Questa lotta dell’autocoscienza con la vita e contro la vita è una lotta destinata al fallimento perché, riprendendo Hegel, l’autocoscienza riesce nel proprio tentativo di affermare se stessa contro la vita, quanto più tende a perdere la sua stessa vita. Non esiste un “altro”, fenomenologicamente parlando, perché questo altro è già nell’autocoscienza, è IN me. Nel rapporto con la vita bisogna che l’autocoscienza arrivi a sdoppiarsi in se stessa, e cioè a scoprire che l’altro è già qui. Ingaggia una lotta, ma non con la vita, bensì con l’altro per la vita e per la morte. Questa lotta, che Hegel chiamerà “lotta per il riconoscimento”, quello che non deve accadere è la morte fisica. Deve esserci invece la paura, la minaccia della morte fisica, una pulsione che paradossalmente ha un che di vitale. Io voglio sopravvivere per “dominarti”, per “mangiare” un pezzetto di te.

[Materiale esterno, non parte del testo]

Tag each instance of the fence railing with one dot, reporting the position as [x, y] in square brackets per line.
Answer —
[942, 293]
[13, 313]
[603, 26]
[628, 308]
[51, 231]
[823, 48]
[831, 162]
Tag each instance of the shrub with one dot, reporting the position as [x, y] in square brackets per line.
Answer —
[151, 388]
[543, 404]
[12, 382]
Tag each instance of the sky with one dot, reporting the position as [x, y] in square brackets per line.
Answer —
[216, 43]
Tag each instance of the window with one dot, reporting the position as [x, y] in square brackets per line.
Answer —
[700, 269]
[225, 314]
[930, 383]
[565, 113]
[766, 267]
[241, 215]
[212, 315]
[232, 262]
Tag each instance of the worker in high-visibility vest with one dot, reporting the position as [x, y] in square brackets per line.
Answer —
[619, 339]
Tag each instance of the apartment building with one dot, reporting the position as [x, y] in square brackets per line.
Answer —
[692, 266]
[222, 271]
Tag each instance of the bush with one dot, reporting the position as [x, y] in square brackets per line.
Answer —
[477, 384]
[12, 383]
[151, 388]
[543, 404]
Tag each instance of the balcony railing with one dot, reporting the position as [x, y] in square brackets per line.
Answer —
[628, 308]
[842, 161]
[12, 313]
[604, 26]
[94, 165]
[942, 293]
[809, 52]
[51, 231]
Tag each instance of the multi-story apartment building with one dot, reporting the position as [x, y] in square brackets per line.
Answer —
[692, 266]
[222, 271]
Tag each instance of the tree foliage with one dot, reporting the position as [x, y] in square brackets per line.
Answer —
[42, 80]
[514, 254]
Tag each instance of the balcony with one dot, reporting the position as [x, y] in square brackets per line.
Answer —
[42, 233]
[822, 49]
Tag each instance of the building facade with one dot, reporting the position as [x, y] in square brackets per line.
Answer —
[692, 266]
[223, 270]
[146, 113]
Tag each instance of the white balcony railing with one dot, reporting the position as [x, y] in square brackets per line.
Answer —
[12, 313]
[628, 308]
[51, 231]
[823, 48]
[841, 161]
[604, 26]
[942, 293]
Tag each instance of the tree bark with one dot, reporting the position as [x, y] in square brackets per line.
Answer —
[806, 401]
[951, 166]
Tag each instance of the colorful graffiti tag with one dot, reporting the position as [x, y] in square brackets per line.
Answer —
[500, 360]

Questo meccanismo è di tipo antropogenetico, cioè il Desiderio dell’uomo è sempre il Desiderio dell’altro, come sottolinea anche Lacan. Questa è la radice del legame sociale: noi siamo in mezzo agli altri perché supponiamo che abbiano qualcosa dell’oggetto che a me manca. La questione del legame può essere tematizzata in due maniere. La prima accezione di questa teorizzazione è quindi mimetica, noi imitiamo ciò che l’altro mette in campo come oggetto del Desiderio, perché l’oggetto è desiderabile proprio per il fatto che non è mio e che voglio possederlo. La seconda accezione è propriamente dialettica: il desiderio dell’uomo è il desiderio dell’altro, perché il desiderio desidera essere desiderato dal desiderio dell’altro come desiderio desiderante. In questo circolo nasce il desiderio d’amore. Ma proprio perché questa Aufhebung, che è nientemeno che la Vita stessa, anche il Desiderio inciampa sull’impossibilità di trovare un limite nell’Assoluto: essendo la soggettivazione un processo proiettato in avanti, sarà sempre impossibile fare Uno con l’Altro. È per tal motivo che in termini provocatori Lacan affermava “non c’è rapporto sessuale”, perché è un godimento autoriferito.